Mehr zur Embryotechnologie am DRFZ

Sachkunde & Fortbildungspflicht

Das DRFZ bietet ein von Tierärzt*nnen und Mitarbeiter*nnen mit jahrelanger Erfahrung durchgeführtes Trainingsprogramm an, um Nachwuchswissenschaftler*nnen nach FELASA-Richtlinien, geltender Gesetzgebung und unter Berücksichtigung des Tierschutzes für den Umgang mit den Tieren und ihre tierexperimentellen Tätigkeiten auszubilden. Dieses umfasst einen theoretischen sowie einen praktischen Teil. Nach einer Prüfung wird die erfolgreiche Teilnahme wird mit einem Zertifikat bescheinigt. Erst nach Bestehen eines solchen Basisfachkundekurses ist der Umgang mit einem Tier gestattet.

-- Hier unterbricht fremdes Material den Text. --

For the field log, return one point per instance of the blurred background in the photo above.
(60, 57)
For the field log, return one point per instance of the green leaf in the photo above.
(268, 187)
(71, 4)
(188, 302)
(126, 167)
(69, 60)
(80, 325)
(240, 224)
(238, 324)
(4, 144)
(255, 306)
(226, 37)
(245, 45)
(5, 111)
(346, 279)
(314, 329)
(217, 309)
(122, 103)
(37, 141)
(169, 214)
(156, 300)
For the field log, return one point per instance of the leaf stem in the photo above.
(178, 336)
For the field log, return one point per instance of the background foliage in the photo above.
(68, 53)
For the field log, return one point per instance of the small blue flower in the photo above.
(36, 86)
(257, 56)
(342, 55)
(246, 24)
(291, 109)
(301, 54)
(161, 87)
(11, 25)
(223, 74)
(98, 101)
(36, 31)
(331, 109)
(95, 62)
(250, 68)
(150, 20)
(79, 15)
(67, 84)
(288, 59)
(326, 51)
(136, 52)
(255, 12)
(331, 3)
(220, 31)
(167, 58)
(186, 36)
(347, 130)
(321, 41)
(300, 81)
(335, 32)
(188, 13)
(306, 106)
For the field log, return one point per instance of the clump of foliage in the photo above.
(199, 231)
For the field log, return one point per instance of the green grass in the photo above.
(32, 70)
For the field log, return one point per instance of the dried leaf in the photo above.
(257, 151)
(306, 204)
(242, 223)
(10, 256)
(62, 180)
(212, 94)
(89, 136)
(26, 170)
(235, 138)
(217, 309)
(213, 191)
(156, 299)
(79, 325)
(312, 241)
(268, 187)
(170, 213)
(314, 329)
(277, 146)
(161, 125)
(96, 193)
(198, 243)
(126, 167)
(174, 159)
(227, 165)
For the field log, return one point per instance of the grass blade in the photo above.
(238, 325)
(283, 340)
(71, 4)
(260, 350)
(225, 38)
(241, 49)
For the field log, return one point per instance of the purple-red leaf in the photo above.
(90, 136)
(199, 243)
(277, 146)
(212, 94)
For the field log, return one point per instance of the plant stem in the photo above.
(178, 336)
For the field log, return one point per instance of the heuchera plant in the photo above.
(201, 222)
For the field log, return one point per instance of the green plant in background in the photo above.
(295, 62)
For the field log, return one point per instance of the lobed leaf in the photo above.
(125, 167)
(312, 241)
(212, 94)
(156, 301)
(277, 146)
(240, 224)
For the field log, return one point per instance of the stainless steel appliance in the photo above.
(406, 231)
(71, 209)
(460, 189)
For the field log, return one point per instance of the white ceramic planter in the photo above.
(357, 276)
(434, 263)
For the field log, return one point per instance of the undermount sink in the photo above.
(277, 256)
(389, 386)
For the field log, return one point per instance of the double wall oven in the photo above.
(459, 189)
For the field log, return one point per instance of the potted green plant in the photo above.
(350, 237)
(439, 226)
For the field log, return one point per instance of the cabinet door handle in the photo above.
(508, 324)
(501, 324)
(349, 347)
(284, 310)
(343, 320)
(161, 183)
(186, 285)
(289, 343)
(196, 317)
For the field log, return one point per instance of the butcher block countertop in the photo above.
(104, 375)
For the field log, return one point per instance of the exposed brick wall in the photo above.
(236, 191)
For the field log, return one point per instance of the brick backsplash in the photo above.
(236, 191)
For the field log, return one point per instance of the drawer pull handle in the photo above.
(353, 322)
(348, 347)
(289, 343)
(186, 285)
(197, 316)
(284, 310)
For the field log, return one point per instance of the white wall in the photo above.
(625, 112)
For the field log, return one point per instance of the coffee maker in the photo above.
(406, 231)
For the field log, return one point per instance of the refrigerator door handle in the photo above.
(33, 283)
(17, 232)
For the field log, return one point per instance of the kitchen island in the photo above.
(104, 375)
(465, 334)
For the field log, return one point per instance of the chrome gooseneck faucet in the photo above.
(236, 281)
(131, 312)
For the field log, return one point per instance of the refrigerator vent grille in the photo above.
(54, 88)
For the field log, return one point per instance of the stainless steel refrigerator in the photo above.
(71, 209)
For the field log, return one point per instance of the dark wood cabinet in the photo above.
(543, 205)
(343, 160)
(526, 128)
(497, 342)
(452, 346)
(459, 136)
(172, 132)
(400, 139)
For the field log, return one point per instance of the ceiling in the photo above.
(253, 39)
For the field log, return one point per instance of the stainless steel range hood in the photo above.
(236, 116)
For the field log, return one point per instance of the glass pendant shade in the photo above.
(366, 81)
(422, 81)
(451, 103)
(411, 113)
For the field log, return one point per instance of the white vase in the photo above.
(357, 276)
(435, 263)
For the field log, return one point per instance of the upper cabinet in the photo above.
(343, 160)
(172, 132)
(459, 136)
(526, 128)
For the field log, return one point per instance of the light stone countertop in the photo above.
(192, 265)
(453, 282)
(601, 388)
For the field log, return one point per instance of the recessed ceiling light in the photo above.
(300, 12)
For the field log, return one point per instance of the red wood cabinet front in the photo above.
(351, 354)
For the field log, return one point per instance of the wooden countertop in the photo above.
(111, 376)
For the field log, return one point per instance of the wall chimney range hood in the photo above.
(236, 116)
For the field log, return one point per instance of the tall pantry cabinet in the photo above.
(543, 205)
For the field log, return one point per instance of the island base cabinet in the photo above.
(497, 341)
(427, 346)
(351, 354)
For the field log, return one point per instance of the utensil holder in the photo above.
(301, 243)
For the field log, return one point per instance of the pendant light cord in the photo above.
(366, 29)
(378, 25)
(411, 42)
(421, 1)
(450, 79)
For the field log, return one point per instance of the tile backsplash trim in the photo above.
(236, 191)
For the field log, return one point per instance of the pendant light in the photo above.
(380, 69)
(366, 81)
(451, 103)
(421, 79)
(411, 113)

Um Tierzahlen zu reduzieren und zu erlernende Methoden zu verbessern, erhalten die Teilnehmer*innen im theoretischen Teil eine intensive Schulung anhand von Bild- und Videomaterial. Hier werden die Erkennung und Einordnung von Belastungen, Handlungsmöglichkeiten, aber auch rechtliche Grundlagen und vieles mehr geschult. Zu jedem Themengebiet müssen die Teilnehmer*innen kleine Prüfungen bestehen. Erst der erfolgreiche Abschluss ermöglicht eine Teilnahme am praktischen Teil. Aber auch in der Praxis üben die Teilnehmer*innen vorerst am Dummy. Erst wenn die Methoden sicher beherrscht werden und ein tierartgerechtes Handling der Tierart Maus erlernt wurde, dürfen die Forschenden mit lebenden Tieren arbeiten.

Darüber hinaus werden für alle mit Tieren arbeitenden Mitarbeiter*innen regelmäßige Schulungen und Fortbildungen hinsichtlich des Versuchstierschutzes und des 3R-Prinzips durch die Tierärzt*innen initiiert und durchgeführt.